Neulich im Schwimmbad: Platzhirschalarm

Was gibt es besseres als an einem ungemütlich-kaltenTag im warmen Whirlpool des Schwimmbads die Seele baumeln zu lassen? Und damit auch die körperliche Betätigung in diesen Jogger-feindlichen Tagen nicht zu kurz kommt, wie wär’s mit ein paar Bahnen schwimmen?
Gesagt getan. Hochmotiviert stürze ich mich ins blaue Nass, beobachte kurz die Schwimmbaduhr und…wäre fast zum ersten Mal umgeschwommen worden. Naja, da hat wohl einer mal nicht aufgepasst, denke ich mir, so schnell geht meine gute Laune nicht flöten. Ich paddele weiter zwischen durchtrainierten angehenden Profi-Schwimmern und älteren Herren, die mitten im Becken auf der Stelle zu stehen und sich nur im Zeitlupentempo Millimeter um Millimeter vorzukämpfen scheinen. Langsam wird das Becken voller, es ist jetzt vermehrt Koordination gefragt. Mit dieser scheint hier leider nur ungefähr jeder 25. gesegnet zu sein. Platsch, von links kriege ich einen speckigen Arm zu spüren. Den Kameraden kenne ich schon – etwas stämmigeres Modell, Sorte Mittdreißiger mit der ultracoolen Schwimmbrille, die seinem etwas traurigen Ansehen den letzten Schliff geben soll. Nicht sehr erfolgreich. Zumindest rechtfertigt so eine Brille doch wohl nicht das unkoordinierte, blinde Herumplanschen, das man mit viel Großzügigkeit als Kraulen bezeichnen könnte, und das alle anderen Schwimmer behindert. Die Dicken mit Schwimmbrille gehören jedoch noch zu der harmlosesten Gattung der Wassertreter.

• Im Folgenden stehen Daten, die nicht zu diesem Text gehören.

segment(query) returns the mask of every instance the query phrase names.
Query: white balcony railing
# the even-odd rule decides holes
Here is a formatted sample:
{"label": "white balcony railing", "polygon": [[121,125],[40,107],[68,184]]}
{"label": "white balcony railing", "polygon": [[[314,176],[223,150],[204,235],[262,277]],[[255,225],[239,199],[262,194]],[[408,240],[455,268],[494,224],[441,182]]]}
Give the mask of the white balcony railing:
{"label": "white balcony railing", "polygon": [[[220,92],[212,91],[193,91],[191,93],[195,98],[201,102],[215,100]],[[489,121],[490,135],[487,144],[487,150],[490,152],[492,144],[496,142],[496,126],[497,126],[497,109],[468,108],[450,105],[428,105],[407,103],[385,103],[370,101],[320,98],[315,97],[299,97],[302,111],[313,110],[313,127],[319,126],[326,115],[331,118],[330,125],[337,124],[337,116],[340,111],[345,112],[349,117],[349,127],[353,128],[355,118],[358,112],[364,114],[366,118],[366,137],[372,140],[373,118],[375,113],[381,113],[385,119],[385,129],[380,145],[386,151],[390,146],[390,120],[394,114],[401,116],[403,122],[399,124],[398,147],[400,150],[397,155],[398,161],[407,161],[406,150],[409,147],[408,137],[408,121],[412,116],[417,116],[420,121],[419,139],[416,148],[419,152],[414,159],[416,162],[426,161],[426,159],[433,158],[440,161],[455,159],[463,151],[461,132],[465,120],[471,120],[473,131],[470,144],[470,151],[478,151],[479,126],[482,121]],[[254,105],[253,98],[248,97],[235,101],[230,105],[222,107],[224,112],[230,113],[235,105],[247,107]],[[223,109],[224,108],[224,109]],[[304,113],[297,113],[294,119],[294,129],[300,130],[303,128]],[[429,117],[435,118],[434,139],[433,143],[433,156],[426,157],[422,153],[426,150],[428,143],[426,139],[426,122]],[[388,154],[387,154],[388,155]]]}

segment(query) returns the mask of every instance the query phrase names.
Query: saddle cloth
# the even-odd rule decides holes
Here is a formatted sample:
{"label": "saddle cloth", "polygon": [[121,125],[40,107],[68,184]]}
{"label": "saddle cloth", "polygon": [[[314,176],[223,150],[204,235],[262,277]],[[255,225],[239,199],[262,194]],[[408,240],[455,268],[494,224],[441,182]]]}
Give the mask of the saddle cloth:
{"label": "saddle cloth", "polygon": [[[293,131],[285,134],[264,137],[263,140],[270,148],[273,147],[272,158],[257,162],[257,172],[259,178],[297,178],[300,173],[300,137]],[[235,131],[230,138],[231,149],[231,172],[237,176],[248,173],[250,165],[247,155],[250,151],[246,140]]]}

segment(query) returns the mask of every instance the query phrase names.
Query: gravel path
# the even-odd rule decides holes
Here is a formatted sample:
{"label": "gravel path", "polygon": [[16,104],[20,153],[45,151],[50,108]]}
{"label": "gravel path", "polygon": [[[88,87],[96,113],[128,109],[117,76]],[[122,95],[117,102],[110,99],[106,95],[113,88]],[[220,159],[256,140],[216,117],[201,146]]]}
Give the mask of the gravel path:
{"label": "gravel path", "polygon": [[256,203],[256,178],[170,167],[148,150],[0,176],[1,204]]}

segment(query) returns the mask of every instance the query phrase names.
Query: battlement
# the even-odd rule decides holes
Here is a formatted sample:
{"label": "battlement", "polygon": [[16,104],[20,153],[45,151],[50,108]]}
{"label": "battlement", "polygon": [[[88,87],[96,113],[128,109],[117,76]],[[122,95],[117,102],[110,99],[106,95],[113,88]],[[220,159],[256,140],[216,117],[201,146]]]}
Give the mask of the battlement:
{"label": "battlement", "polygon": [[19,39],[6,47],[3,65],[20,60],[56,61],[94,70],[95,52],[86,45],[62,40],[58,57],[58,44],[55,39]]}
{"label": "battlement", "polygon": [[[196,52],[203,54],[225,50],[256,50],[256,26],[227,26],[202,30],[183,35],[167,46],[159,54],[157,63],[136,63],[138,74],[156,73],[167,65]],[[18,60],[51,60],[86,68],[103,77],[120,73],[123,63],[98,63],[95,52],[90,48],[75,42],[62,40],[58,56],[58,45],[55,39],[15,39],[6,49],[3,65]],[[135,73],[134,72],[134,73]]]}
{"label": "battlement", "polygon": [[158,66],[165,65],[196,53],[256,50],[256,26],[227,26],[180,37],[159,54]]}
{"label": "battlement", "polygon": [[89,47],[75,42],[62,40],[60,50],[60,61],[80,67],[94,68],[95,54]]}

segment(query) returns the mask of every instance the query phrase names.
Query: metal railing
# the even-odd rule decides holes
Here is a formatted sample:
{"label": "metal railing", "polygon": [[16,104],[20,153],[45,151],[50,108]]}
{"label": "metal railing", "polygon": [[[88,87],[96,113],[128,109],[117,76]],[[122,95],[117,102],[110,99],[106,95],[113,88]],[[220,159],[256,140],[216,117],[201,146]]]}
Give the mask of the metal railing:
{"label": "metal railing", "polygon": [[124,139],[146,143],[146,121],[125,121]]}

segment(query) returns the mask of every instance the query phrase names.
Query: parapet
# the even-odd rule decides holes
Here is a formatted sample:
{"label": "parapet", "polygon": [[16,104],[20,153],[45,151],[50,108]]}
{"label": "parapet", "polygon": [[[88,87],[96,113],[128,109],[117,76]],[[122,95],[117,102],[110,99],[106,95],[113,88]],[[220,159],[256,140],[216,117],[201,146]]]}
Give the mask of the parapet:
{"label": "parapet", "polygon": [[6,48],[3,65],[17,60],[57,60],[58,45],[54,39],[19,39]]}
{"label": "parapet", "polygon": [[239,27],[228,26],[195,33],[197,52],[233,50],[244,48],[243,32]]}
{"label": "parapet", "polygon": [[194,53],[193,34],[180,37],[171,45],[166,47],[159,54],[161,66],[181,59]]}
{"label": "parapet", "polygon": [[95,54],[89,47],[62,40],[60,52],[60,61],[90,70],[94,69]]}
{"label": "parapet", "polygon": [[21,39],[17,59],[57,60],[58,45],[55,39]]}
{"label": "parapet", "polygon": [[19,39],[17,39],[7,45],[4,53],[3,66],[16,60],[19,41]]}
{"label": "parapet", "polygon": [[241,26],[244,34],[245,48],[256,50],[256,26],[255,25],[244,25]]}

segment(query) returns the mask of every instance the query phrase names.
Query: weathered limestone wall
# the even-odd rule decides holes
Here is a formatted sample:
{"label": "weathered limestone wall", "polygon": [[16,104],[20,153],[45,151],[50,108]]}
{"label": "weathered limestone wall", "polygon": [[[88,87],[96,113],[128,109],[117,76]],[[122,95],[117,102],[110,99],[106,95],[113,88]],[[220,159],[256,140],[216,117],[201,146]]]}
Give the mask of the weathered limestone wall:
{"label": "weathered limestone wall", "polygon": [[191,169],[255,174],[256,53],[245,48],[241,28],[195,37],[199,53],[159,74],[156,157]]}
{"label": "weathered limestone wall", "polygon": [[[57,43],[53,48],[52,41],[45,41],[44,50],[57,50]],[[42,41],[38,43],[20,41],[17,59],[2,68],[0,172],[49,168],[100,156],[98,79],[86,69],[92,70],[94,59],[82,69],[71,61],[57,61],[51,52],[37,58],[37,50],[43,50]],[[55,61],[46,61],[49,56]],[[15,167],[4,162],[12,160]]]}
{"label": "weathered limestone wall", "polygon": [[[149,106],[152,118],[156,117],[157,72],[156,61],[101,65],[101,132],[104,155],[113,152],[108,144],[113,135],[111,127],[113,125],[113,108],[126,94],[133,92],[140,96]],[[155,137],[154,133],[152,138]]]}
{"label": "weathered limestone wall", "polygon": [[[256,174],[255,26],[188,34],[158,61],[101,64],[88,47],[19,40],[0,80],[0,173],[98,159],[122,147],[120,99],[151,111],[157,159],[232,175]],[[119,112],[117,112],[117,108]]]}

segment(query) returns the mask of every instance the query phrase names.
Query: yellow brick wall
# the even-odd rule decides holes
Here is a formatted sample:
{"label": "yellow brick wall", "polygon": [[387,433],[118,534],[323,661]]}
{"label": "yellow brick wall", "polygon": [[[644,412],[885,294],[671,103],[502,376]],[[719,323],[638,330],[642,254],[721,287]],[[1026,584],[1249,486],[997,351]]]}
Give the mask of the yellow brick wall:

Das Rhinozeros unter den Amateurschwimmern trägt eine Tätowierung am Oberarm und ist sowieso der Allercoolste. Und der der Schnellste. Und der Stärkste. Und überhaupt ein richtig geiler Typ. Deshalb nimmt sich der Platzhirsch des blauen Beckens auch einfach, was er will – ohne Rücksicht auf Verluste. Er drängt sich in die vollste Bahn zu mir und drei anderen Frauen, prustet wild Wasser und führt sich auf, als wäre er allein im Becken. Er drängt sich zwischen den Frauen durch, wobei die eine oder andere seine Arme oder Beine zu spüren bekommt. Aus dem Augenwinkel sehe ich wie er schräg hinter mir schwimmt und dann meine Bahn so schneidet, dass ich kurz aufhöre zu schwimmen, um nicht überrollt zu werden. Die Welle treibt mir trotzdem das Chlor in die Nase. Widerlich. Ich rufe ihm eine wilde Verwünschung hinterher, aber der Platzhirsch röhrt bereits weiter und durchpflügt das Becken, als hätte ihm Poseidon persönlich seinen Dreizack in den Allerwertesten gespießt. Nach 45 Minuten ist meine Laune nicht mehr ganz so rosig und die menschlichen Schwimmminen lassen auch nicht locker: besonders Ambitionierte drängen mich von Bahn drei langsam aber sicher an den Beckenrand, ein blonder Jungspund springt mir fast ins Gesicht als er sich (ohne zu gucken) von der Seitenwand abstößt, ein rot-gepunkteter Hintern ist besonders zielstrebig unterwegs und hält rücksichtslos die Spur.
Würde man das Treiben im  Schwimmbad auf den Straßenverkehr übertragen, gliche es wohl dem Pariser Kreisverkehr auf der Bastille. Es ist die Hölle los, nur das Hupen fehlt glücklicherweise und einige Vernünftige verhindern durch gekonnte Ausweichmanöver den humanen Totalschaden. In diesen Momenten wünsche ich mir das Schwimmbadsystem meiner kanadischen Partneruni zurück: alle Bahnen sind eingeteilt in langsam, mittel, schnell; es wird stets rechts geschwommen und links überholt. Klingt ein bisschen spießig und eher nach deutscher Ordentlichkeit, aber hier taugt diese Akkuratesse wenigstens einmal. An alle da draußen: Bitte, kommt doch meinetwegen fünf Minuten zu spät, geht doch einfach mal bei Rot über die Ampel, aber bitte, bitte, seid ein bisschen rücksichtsvoller im Schwimmbecken und lasst eure Mitschwimmer leben!